Solved
Contributor
Posts: 57

# Macros for Regressions

Dear SAS Community Member,

I have attached a preview of the data set I am going to ask you about. First, below is a brief description:

Data Description:

• inames= industry names associated with each id
• myear=month-year pair
• id=firm id
• returns= returns associated with a given firm id
• last three columns give us industry names with their returns in a given month (independent of firm id. Originally matched with firm ids based on myear.)

I actually have 5000 firm_ids, 49 industry names, myear goes up 200812.

My Goal:

• Run a simple time series regressions, regressing returns on each industry returns
• Exclude cases where a firm's industry (inames) is the same as the industry in the columns. For example, in the data set provided, run id=2's returns against agric and chem, but banks. On the other hand, run id=1's returns against all of the three industries.
• Save R-squared (and others) from each regression and choose the model with the highest R-squared.

My Progress:

• Initially, I paired each stock id with all of the industry returns (72 months X 5000 companies X 49 industries) and ended up with millions of observations. Then, I removed the cases where inames are the same as the industry names, using datastep.
• This appeared to be a very tedious way of accomplishing my goal and I started writing a SAS macro, where I got stock. Below is the outline of the program. It does not work at all, but I just wanted to give it a try. I would really appreciate your help to get it work.

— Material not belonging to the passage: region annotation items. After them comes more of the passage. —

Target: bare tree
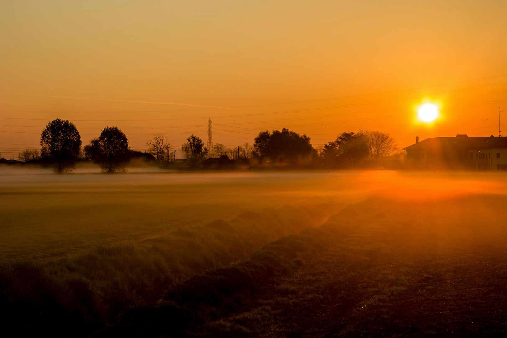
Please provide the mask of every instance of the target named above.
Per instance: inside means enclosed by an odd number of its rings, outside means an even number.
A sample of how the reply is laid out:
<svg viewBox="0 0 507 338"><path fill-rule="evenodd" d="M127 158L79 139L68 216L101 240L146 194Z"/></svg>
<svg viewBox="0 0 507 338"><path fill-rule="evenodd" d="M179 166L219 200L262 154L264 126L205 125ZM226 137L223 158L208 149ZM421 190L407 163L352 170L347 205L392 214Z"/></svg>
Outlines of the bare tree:
<svg viewBox="0 0 507 338"><path fill-rule="evenodd" d="M185 158L189 158L190 156L190 143L186 142L182 144L182 152L185 155Z"/></svg>
<svg viewBox="0 0 507 338"><path fill-rule="evenodd" d="M227 147L222 143L216 143L213 146L213 155L220 157L226 154Z"/></svg>
<svg viewBox="0 0 507 338"><path fill-rule="evenodd" d="M148 152L160 161L163 158L166 149L169 150L171 143L167 141L167 138L163 134L156 134L150 141L146 142L148 146Z"/></svg>
<svg viewBox="0 0 507 338"><path fill-rule="evenodd" d="M250 143L247 142L243 143L243 146L241 147L241 150L242 151L242 157L243 158L248 160L252 158L254 153L254 146L250 145Z"/></svg>
<svg viewBox="0 0 507 338"><path fill-rule="evenodd" d="M37 149L25 149L18 154L18 160L23 162L29 162L41 158L41 153Z"/></svg>
<svg viewBox="0 0 507 338"><path fill-rule="evenodd" d="M396 140L388 133L359 130L357 134L364 137L370 158L373 161L377 161L380 157L388 156L398 148Z"/></svg>

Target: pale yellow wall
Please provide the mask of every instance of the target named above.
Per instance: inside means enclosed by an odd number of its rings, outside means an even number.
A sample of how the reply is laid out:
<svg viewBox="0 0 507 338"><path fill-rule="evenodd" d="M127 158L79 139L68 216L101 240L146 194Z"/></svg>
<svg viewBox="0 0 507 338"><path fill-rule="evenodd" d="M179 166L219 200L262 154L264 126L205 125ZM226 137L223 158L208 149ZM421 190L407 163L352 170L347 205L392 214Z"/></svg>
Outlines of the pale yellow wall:
<svg viewBox="0 0 507 338"><path fill-rule="evenodd" d="M496 153L500 153L500 158L496 158ZM491 169L497 170L497 165L502 164L507 165L507 149L491 149Z"/></svg>

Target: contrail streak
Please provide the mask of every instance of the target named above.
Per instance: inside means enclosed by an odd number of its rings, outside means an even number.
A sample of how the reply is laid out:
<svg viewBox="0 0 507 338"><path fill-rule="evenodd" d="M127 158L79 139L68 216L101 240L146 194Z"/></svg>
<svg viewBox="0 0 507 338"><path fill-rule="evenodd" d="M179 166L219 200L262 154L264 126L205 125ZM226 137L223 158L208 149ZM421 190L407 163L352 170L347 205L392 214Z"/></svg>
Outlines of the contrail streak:
<svg viewBox="0 0 507 338"><path fill-rule="evenodd" d="M127 102L134 103L148 103L150 104L165 104L169 105L184 105L189 107L205 107L207 108L220 108L230 109L227 107L220 107L215 105L202 105L200 104L191 104L190 103L180 103L178 102L158 102L154 101L134 101L133 100L117 100L116 99L96 99L88 97L75 97L74 96L59 96L57 95L35 95L28 94L4 94L4 95L10 96L33 96L36 97L54 97L61 99L72 99L74 100L87 100L88 101L114 101L116 102Z"/></svg>

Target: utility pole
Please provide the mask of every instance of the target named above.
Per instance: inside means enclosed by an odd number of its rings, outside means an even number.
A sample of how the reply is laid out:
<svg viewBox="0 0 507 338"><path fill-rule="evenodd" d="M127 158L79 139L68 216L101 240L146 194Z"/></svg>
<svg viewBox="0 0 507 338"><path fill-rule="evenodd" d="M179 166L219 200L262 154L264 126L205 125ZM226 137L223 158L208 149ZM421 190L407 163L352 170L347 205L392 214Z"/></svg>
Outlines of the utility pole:
<svg viewBox="0 0 507 338"><path fill-rule="evenodd" d="M208 154L210 156L213 151L213 133L211 132L211 118L208 120Z"/></svg>
<svg viewBox="0 0 507 338"><path fill-rule="evenodd" d="M502 136L502 131L500 130L500 116L501 114L503 112L500 110L500 107L498 107L498 137L501 137Z"/></svg>

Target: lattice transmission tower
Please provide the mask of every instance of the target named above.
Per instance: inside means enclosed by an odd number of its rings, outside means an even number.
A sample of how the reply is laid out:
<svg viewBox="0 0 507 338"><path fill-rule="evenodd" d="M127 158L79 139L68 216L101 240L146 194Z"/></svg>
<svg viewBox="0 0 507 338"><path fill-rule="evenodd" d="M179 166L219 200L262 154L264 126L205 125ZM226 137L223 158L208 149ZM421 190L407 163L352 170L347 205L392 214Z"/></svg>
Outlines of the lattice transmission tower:
<svg viewBox="0 0 507 338"><path fill-rule="evenodd" d="M211 157L211 152L213 151L213 132L211 131L211 118L209 118L208 120L208 154L209 157Z"/></svg>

*First impose the exclusion criterion via arrays;

data example ;

set example;

array industry(*) agric--chem;

do i=1 to dim(industry);

if input(vname(industry(i)) eq inames then call missing(industry(i));     *There seems to be an issue at this step. ;

end;

run;

%macro industry;

%do m=1 %to 2;

data reg&m ; set example; where id=&m;  *create a separate data set for each id;

array industry(*) agric--chem;  *introducing arrays in each data set, but I do not know how exactly I should do that;

do i=1 to dim(industry);

proc reg data=reg&m noprint outest=out tableout;

model returns =industry(i) ; *I want to store r-squared and others for each industry-id pair, but again I am not sure how to accomplish it;

data adjr t r; set out;

if _type_='parms' then output p;

if _type_='t' then output t;

if _type_='rsq' then output r;

data &myoutput; set adjr p t r ; industry;

end; run;

proc append base=stats data=&myoutput; run;

%end;

%mend;

%industry;

Accepted Solutions
Solution
‎10-12-2012 09:01 AM
Posts: 3,852

## Re: Macros for Regressions

I don't think you need ANY macros.  If you get the data in the proper structure the entire analysis can be done with one call to PROC REG followed by a PROC SUMMARY to find the models(variables) of interest with max Rsquare.

proc transpose data=work.example out=taller(where=(inames ne _name_));
by id inames myear returns;
var agric--chem;
run;
proc sort;

by id inames _name_;
run;
proc reg data=taller  outest=est noprint;

by id inames _name_;
model returns = col1 / edf;

run;
proc print;

run;
proc summary data=est nway;

class id inames;
output out=maxrsq

idgroup(max(_RSQ_) out(_name_ _rsq_)=)
;
run;
proc print;

run;

All Replies
Super User
Posts: 10,770

## Re: Macros for Regressions

Suggest you change the structure of Data firstly .then run REG by using BY statement.

%macro industry;

%do m=1 %to 2;

data reg&m ;

set example;

where id=&m;  *create a separate data set for each id;

array industry(*) agric--chem;  *introducing arrays in each data set, but I do not know how exactly I should do that;

do i=1 to dim(industry);

_industry=industry(i);

output;

end;

keep i _industry returns;

run;

proc sort data=reg&m ; by i ; run;

proc reg data=reg&m noprint outest=out tableout;

by i ;

model returns =_industry ; *I want to store r-squared and others for each industry-id pair, but again I am not sure how to accomplish it;

data adjr t r; set out;

if _type_='parms' then output p;

if _type_='t' then output t;

if _type_='rsq' then output r;

data &myoutput; set adjr p t r ; industry;

end; run;

proc append base=stats data=&myoutput; run;

%end;

%mend;

Ksharp

Solution
‎10-12-2012 09:01 AM
Posts: 3,852

## Re: Macros for Regressions

I don't think you need ANY macros.  If you get the data in the proper structure the entire analysis can be done with one call to PROC REG followed by a PROC SUMMARY to find the models(variables) of interest with max Rsquare.

proc transpose data=work.example out=taller(where=(inames ne _name_));
by id inames myear returns;
var agric--chem;
run;
proc sort;

by id inames _name_;
run;
proc reg data=taller  outest=est noprint;

by id inames _name_;
model returns = col1 / edf;

run;
proc print;

run;
proc summary data=est nway;

class id inames;
output out=maxrsq

idgroup(max(_RSQ_) out(_name_ _rsq_)=)
;
run;
proc print;

run;
Contributor
Posts: 57